Over the next four years an X-vehicle airframe design for a future reusable launcher will be ground tested under the US Air Force Research Laboratory's $70 million Fully Reusable Access to Space Technology (FAST) programme.

The airframe testing is to be supplemented by work on vehicle subsystems and also propulsion options analyses, which could see future use of Space Exploration Technologies' (SpaceX) new Merlin engine.

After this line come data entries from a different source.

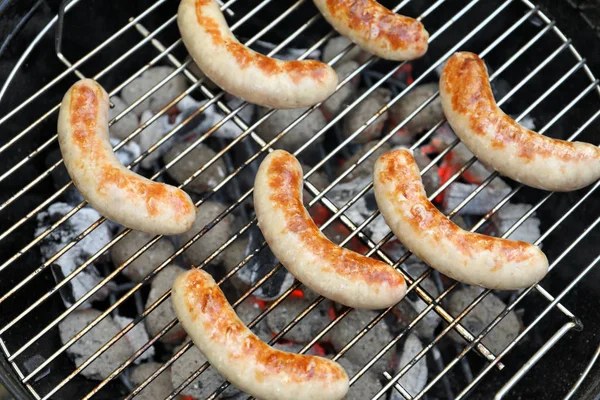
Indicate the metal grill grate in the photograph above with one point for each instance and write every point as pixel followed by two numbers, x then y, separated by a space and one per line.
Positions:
pixel 572 97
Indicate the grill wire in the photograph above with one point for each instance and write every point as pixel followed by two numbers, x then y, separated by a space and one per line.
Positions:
pixel 165 56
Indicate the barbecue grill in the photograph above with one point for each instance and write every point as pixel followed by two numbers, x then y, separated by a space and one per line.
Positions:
pixel 537 71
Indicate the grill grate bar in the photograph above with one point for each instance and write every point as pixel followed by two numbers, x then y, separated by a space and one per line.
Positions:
pixel 60 253
pixel 319 196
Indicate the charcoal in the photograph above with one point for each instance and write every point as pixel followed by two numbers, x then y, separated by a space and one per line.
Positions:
pixel 211 240
pixel 366 386
pixel 412 305
pixel 426 118
pixel 481 204
pixel 247 311
pixel 159 99
pixel 369 345
pixel 83 348
pixel 206 383
pixel 363 112
pixel 364 169
pixel 259 266
pixel 481 316
pixel 136 336
pixel 191 162
pixel 509 214
pixel 162 315
pixel 415 379
pixel 127 124
pixel 431 179
pixel 362 208
pixel 300 134
pixel 150 135
pixel 344 96
pixel 147 261
pixel 78 254
pixel 290 308
pixel 335 46
pixel 159 388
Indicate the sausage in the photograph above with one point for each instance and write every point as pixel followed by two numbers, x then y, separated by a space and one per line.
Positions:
pixel 330 270
pixel 244 73
pixel 376 29
pixel 240 356
pixel 467 257
pixel 114 191
pixel 500 142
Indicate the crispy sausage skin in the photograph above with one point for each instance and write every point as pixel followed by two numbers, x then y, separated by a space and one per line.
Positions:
pixel 113 190
pixel 240 356
pixel 467 257
pixel 330 270
pixel 244 73
pixel 376 29
pixel 499 141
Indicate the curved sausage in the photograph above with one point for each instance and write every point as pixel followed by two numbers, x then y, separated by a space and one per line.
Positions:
pixel 243 72
pixel 240 356
pixel 499 141
pixel 376 29
pixel 467 257
pixel 113 190
pixel 330 270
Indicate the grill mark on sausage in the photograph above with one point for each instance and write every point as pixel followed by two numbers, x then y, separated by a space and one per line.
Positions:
pixel 84 107
pixel 398 31
pixel 400 171
pixel 285 182
pixel 465 78
pixel 206 302
pixel 297 70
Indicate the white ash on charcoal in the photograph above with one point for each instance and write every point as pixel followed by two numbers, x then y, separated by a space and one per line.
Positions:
pixel 368 345
pixel 162 315
pixel 481 316
pixel 209 117
pixel 365 169
pixel 335 46
pixel 212 239
pixel 415 379
pixel 150 135
pixel 159 99
pixel 145 262
pixel 366 386
pixel 291 307
pixel 206 383
pixel 344 95
pixel 300 134
pixel 89 343
pixel 421 122
pixel 137 337
pixel 431 179
pixel 259 266
pixel 485 200
pixel 509 214
pixel 191 162
pixel 362 208
pixel 78 254
pixel 363 112
pixel 412 305
pixel 127 124
pixel 159 388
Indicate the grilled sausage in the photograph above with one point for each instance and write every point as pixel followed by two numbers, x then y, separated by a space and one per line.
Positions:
pixel 330 270
pixel 243 72
pixel 376 29
pixel 113 190
pixel 464 256
pixel 240 356
pixel 500 142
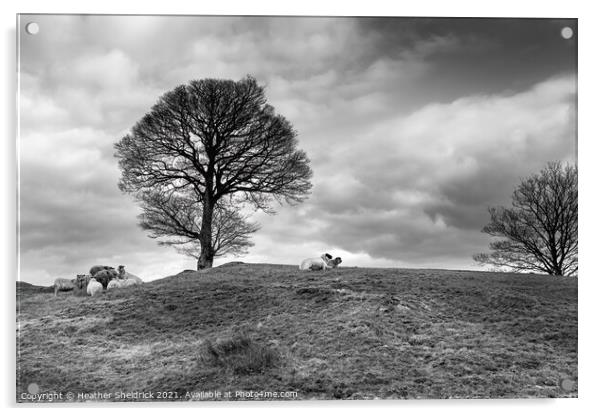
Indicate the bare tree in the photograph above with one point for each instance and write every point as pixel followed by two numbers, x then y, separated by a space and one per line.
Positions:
pixel 174 221
pixel 214 140
pixel 539 232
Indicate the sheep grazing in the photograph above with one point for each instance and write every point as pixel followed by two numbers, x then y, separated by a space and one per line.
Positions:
pixel 94 287
pixel 96 269
pixel 63 285
pixel 115 284
pixel 105 276
pixel 81 281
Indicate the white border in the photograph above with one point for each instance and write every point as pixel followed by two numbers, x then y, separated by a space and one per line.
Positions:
pixel 589 159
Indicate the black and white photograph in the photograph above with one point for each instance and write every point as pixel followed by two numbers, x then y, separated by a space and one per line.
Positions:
pixel 220 208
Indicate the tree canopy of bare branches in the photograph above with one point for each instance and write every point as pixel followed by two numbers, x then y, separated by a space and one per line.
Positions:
pixel 174 221
pixel 203 149
pixel 539 232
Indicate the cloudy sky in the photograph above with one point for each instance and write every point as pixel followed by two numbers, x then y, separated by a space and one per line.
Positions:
pixel 413 127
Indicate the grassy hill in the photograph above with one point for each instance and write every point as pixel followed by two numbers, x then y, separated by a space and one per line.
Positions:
pixel 347 333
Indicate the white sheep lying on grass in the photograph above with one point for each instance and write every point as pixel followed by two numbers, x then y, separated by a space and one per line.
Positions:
pixel 115 284
pixel 320 263
pixel 94 287
pixel 63 285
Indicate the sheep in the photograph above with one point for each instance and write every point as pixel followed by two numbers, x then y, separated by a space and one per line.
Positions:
pixel 63 285
pixel 81 281
pixel 94 287
pixel 316 263
pixel 105 276
pixel 115 284
pixel 334 263
pixel 96 269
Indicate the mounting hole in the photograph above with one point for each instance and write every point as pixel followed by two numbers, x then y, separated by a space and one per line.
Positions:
pixel 32 28
pixel 566 32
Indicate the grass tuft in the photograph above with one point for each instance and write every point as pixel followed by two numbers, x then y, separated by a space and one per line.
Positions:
pixel 240 354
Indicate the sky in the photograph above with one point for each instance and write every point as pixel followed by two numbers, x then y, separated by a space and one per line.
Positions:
pixel 413 126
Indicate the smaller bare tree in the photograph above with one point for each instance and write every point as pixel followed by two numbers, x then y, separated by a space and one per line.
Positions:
pixel 173 219
pixel 539 232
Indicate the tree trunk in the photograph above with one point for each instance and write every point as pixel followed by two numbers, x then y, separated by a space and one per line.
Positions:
pixel 206 257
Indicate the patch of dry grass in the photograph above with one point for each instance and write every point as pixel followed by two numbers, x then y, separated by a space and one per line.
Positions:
pixel 348 333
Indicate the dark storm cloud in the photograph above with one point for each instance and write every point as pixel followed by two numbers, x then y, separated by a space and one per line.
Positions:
pixel 413 127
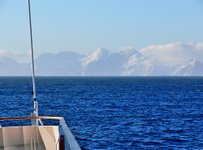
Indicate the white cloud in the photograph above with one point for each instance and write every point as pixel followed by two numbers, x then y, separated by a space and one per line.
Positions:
pixel 18 56
pixel 174 53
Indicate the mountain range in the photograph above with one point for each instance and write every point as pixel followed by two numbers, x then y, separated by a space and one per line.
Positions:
pixel 174 59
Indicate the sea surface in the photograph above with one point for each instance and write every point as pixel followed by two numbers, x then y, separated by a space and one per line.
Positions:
pixel 114 112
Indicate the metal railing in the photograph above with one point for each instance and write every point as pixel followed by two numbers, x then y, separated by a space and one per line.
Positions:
pixel 72 143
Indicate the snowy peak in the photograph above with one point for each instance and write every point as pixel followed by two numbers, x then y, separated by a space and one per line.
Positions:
pixel 94 56
pixel 192 68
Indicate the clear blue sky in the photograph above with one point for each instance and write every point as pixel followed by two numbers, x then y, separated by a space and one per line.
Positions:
pixel 84 25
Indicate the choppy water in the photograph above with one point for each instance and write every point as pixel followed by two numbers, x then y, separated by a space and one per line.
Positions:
pixel 115 112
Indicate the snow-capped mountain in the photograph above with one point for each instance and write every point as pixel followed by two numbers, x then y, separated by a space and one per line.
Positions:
pixel 192 68
pixel 159 60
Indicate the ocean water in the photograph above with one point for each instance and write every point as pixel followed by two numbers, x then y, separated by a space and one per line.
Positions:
pixel 115 112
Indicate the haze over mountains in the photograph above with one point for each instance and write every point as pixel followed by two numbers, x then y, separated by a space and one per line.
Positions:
pixel 174 59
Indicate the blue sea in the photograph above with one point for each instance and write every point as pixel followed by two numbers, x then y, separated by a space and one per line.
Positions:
pixel 115 112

Ground-based experiments will include high-temperature ascent and re-entry testing with realistic aerodynamic loads.

The goal of FAST is to develop technologies for aircraft-like space access operations and to spin those out to the private sector while delivering on the objectives for AFRL's Operationally Responsive Spacelift military programme.

The ORS X-aircraft concept is a 13,600-27,200kg (30,000-60,000lb) vehicle capable of vertical take-off and horizontal landing, reaching low-Earth orbit using liquid oxygen and RP-1 grade kerosene or methane rocket power, with engine-out and full-envelope abort capabilities.

Future work might see a FAST-2 demonstrator launched by a SpaceX Falcon 9 or Orbital Sciences Minotaur rocket for a Mach 12 to M20 test flight.

The current FAST2C demonstrator design is 13.7m (45ft) long, using two of Challenge & Space's Chase-10 engines, has a dry mass of 7,200kg and gross lift-off weight of 27,200kg. It has a hot structure using carbon-carbon for much of its thermal protection system, with carbon silica nose panels.

A second design, which uses four SpaceX Merlin engines and is designated FAST4M, is about 18.3m long and has a dry weight of 13,000kg, similar to a Boeing F-15E. However, the maximum take-off gross weight would be 100,000kg.